Yararına geçit kurulacak taşınmazın tapuda kayıtlı niteliği ve kullanım amacı nazara alınarak özellikle tarım alanlarında, nihayet bir tarım aracının geçeceği genişlikte (emsaline göre 2,5-3 m.) geçit hakkı tesisine karar vermek gerekir. Bu genişliği aşan bir yol verilmesinin zorunlu olduğu hallerde, gerekçesi kararda dayanakları ile birlikte gösterilmelidir.
Saptanan geçit nedeniyle yükümlü taşınmaz malikine ödenmesi gereken bedel taşınmazın niteliği gözetilerek uzman bilirkişiler aracılığı ile objektif kıstaslar esas alınarak belirlenmelidir. Bu bedel de hükümden önce depo ettirilmelidir. Hemen belirtmek gerekir ki, bedelin belirlenmesinden sonra hüküm tarihine kadar taşınmazın değerinde önemli derecede değişim yaratabilecek uzunca bir süre geçmiş veya bedel tespitinden sonra yörede taşınmazın değerini artıracak değişiklikler meydana gelmiş olabilir. Bu gibi durumlarda mülkiyet hakkı kısıtlanan taşınmaz malikinin mağduriyetine neden olmamak ve diğer tarafın hakkın kötüye kullanılması sonucunu doğuracak olası davranışlarını önlemek için hüküm tarihine yakın yeni bir değer tespiti yapılması da gerekebilir.
Kurulan geçit hakkının Türk Medeni Kanununun 748/3 ve 1012. maddesi ile yeni Tapu Sicil Tüzüğünün "İrtifak hakları ve taşınmaz yükünün tescili" başlıklı 30. maddesi gereğince kütük sayfasında ayrılan özel sütununa tesciline karar verilmelidir.

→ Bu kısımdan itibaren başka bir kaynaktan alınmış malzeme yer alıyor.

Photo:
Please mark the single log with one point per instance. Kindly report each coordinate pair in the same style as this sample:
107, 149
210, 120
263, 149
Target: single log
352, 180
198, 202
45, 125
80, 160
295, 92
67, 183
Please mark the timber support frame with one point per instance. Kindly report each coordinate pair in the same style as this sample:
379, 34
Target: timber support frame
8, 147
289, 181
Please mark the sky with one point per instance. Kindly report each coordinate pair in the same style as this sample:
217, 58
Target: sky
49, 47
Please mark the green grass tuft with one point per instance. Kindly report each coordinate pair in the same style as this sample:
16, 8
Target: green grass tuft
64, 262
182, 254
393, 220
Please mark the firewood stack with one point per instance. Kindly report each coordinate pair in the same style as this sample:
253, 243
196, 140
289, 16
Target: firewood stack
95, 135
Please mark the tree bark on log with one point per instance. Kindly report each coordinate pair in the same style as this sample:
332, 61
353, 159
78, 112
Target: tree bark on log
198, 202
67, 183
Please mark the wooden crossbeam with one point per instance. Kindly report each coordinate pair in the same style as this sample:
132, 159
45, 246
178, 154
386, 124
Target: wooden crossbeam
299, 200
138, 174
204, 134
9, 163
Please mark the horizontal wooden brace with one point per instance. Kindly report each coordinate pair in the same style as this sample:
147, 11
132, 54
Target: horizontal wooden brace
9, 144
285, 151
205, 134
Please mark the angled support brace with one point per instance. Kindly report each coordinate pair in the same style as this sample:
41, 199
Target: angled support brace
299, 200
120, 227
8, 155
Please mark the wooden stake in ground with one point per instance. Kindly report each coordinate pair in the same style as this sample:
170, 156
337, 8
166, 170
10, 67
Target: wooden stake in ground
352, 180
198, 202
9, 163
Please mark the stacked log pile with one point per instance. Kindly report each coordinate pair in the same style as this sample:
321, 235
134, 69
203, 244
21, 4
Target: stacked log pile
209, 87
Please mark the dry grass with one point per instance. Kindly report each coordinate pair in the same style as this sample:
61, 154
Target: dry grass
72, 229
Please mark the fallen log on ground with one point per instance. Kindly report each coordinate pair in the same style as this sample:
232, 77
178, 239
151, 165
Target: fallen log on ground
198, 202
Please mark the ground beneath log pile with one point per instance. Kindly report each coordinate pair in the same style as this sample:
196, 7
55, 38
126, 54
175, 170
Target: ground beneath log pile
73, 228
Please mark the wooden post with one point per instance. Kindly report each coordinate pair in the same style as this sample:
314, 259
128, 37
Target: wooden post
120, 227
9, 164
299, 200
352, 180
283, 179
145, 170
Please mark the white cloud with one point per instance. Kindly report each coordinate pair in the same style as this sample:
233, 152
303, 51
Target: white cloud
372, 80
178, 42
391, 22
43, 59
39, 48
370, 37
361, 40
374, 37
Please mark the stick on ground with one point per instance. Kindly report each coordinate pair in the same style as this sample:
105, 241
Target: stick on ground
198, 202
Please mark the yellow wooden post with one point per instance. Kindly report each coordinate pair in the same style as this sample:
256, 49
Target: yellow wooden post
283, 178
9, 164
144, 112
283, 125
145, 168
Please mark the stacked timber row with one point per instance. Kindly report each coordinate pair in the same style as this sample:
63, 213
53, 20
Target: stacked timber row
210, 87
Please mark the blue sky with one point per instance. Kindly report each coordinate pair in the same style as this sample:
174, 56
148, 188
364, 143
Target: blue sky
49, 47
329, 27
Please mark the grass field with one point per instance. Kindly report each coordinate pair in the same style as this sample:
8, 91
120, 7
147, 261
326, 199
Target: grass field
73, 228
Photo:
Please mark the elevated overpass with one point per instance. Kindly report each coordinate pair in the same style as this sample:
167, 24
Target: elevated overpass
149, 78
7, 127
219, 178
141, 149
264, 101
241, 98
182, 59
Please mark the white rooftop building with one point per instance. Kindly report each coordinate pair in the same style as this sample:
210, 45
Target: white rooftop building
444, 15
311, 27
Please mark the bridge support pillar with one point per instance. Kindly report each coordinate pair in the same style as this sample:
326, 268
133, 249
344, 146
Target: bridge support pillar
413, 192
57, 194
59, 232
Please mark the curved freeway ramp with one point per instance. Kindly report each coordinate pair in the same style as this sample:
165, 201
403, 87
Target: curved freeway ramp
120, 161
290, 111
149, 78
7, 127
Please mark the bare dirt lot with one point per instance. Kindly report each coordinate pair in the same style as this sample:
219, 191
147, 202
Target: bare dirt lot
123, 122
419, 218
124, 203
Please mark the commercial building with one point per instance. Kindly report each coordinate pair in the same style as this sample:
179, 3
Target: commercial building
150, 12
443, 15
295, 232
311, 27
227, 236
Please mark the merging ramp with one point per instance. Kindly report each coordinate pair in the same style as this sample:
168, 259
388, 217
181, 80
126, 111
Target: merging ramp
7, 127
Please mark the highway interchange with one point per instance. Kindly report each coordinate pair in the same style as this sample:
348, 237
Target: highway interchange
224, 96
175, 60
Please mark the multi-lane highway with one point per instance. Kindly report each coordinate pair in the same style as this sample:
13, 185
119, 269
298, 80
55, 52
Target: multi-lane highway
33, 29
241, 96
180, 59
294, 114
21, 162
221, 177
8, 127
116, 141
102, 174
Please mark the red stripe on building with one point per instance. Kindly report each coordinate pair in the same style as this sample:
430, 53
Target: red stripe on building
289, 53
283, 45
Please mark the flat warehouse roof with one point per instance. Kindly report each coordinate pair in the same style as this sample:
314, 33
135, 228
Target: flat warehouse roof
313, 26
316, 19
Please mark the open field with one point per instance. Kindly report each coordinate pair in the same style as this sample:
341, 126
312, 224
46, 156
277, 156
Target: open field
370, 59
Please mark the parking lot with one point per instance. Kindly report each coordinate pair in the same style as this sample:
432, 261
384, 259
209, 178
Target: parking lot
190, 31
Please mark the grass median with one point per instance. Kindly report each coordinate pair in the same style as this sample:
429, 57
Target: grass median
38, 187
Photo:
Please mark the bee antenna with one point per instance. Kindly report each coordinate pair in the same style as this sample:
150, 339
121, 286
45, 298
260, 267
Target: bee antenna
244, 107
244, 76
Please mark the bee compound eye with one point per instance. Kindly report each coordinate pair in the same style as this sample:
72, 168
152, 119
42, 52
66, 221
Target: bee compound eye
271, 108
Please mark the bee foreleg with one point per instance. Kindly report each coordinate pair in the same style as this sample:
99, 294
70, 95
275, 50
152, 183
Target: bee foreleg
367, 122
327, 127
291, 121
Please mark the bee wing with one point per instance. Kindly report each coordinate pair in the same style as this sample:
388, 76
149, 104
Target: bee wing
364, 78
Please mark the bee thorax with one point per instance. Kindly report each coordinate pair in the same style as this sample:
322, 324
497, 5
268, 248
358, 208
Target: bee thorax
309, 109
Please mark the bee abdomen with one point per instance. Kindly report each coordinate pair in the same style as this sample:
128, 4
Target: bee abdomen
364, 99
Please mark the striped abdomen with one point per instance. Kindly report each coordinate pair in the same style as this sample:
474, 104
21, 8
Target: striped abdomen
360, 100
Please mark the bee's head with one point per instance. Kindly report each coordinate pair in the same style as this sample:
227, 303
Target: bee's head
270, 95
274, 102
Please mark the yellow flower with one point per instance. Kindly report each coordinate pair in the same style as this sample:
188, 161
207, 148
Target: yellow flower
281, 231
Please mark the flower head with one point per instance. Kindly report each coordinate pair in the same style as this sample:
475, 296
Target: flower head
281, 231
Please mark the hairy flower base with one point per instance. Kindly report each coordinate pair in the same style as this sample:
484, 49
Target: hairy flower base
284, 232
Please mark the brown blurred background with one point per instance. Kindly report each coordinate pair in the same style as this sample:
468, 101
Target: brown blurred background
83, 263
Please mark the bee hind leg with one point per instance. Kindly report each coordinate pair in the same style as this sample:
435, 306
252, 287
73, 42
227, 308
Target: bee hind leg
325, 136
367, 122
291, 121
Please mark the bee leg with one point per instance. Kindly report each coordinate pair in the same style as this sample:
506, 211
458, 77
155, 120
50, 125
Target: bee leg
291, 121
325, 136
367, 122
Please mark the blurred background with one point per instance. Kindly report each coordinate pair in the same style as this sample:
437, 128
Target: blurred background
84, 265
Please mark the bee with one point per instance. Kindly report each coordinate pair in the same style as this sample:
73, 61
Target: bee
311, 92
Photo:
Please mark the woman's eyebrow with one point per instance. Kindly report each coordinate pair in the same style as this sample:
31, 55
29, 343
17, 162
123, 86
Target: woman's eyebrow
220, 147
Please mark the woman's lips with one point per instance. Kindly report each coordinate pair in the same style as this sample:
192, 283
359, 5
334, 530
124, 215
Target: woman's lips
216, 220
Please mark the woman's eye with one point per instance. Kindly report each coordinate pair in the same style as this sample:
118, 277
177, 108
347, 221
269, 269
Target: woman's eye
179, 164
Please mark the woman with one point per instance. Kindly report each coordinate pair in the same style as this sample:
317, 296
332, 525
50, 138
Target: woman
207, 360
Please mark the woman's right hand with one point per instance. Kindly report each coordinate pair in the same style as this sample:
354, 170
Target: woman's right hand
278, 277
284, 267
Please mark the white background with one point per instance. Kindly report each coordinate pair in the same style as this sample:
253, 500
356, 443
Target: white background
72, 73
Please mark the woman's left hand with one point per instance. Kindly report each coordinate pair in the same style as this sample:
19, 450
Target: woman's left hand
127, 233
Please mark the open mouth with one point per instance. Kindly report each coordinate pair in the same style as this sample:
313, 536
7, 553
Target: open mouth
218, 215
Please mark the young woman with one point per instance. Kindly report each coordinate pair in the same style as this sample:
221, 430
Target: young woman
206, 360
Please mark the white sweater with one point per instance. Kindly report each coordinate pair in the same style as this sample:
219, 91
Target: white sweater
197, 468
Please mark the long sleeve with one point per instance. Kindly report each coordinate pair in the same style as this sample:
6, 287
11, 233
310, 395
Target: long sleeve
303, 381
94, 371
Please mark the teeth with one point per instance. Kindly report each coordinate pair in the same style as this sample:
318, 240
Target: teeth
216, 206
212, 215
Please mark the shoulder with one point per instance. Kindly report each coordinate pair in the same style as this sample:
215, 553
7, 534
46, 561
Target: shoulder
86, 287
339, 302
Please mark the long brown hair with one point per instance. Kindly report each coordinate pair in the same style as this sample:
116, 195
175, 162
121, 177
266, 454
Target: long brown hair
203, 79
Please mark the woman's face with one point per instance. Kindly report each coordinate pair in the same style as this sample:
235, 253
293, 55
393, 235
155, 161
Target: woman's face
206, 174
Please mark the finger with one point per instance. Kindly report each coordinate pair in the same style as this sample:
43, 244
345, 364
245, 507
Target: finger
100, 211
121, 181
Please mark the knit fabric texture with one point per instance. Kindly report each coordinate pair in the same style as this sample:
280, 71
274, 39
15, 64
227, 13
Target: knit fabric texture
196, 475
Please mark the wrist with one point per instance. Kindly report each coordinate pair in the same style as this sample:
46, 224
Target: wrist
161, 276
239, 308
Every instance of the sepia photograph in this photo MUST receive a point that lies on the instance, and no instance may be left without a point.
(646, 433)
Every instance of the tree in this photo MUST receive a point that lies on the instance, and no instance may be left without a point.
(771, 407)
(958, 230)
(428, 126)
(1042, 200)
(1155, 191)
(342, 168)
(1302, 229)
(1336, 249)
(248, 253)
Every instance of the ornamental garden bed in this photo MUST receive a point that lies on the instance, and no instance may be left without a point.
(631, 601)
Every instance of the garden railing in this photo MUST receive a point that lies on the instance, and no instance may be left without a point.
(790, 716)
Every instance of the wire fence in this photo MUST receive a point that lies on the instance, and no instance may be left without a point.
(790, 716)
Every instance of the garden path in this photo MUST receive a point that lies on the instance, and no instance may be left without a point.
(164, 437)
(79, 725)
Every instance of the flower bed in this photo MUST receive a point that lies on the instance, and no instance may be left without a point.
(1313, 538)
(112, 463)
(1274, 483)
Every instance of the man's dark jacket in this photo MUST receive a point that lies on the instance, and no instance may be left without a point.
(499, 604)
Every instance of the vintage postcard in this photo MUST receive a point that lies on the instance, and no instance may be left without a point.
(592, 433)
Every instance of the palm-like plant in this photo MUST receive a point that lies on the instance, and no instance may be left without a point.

Geçit hakkı kurulmasına ilişkin davalarda davanın niteliği gereği yargılama giderleri davacı üzerinde bırakılmalıdır.
Yukarıda açıklanan genel ilkeler ışığında somut olaya gelince; mahkemece bozma ilamına uyulduğu halde bozma ilamının gereklerinin yerine getirilmemesi hükmün bozulmasını gerektirmiştir. Şöyle ki;
yararına geçit talep edilen ...,... parsel sayılı taşınmazın geçit ihtiyacı içinde bulunduğu anlaşılmaktadır. Ancak, yararına geçit istenen taşınmaz lehine kurulan geçit irtifakının, davalılardan Hazinenin mülkiyetinde olan 117 ada, 45 parsel sayılı taşınmazı üç parçaya bölecek biçimde tesis edildiği görülmektedir. Geçit davalarında aleyhine geçit kurulan parsellerin ekonomik kullanım bütünlüklerinin korunması gerekirken, aleyhine geçit kurulan taşınmazın kullanım şekli ve ekonomik bütünlüğü bozulacak şekilde kurulan geçitin kesintisiz olması gerektiği hususu da gözardı edilerek hüküm kurulması doğru görülmemiştir.
O halde; mahkemece kesintisizlik ilkesine uyularak ve davalı parsel bölünmeyecek şekilde, mümkünse diğer alternatifler üzerinden, gerekirse teraslama yapılarak geçit tesis edilmesinin düşünülmesi gerekirken, belirtilen hususlar üzerinde durulmadan eksik inceleme ile yazılı şekilde karar verilmesi doğru görülmemiş, bu nedenle hükmün bozulması gerekmiştir.
SONUÇ: Yukarıda açıklanan nedenlerle temyiz itirazlarının kabulü ile hükmün BOZULMASINA, peşin yatırılan harcın yatırana iadesine, kararın tebliğinden itibaren 15 gün içinde karar düzeltme yolu açık olmak üzere 10.02.2022 tarihinde oy birliği ile karar verildi.